Grey pinstripe is the fashionable suit material for lawyers this year by the way.

When proceedings started this morning the courtroom was packed. Standing room only. With the media bunched near the door on spare chairs. The Coroner mumbled something and made all the counsel stand up and explain why they felt they needed to be there. He then suggested that they wouldn’t all need to be there all the time. Hmmm. Noone made any move to leave.

Then the Coroner’s man got up and went through his opening statement and about two hours later we heard the first witness – the police investigator. Two things stay in my memory from his testimony. The fact that he pronounced debris as day-briss and he called CALM – Conversation and Land Management. We could have used some conversation management when the questions started. The guy from the airport went on forever.

We heard the recording from the Air Traffic Control – the silences more eloquent than the voices bristling with three letter acronyms. We saw vision from Channel 9 – no sound – not very clear. And we saw film taken by the police at the scene including Harry’s covered body. It was in black and white and had the sounds of the cameraman walking through the bush -you know that crackling sound – and camera shutters going off. You could see the flashes from the camera. The courtroom was silent apart from Harry’s mum softly weeping behind me.
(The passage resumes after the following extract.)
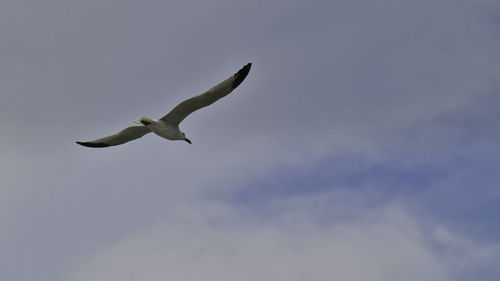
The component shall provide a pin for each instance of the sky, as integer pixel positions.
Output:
(362, 146)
It was surreal and I couldn’t connect in my mind the footage with the vibrant memories I have of my friend.

Afterwards – and it seemed to finish abruptly at about 2.30pm – we stood around outside while J had a meeting with her lawyer. The media quite sweetly asked if we would be leaving through the front entrance and kept coming up while we were waiting. Eventually J came out and we formed a group and walked out together through the front doors and out.

All this grief. All this money spent on lawyers, reporting, investigating. All this. For a $1000 part.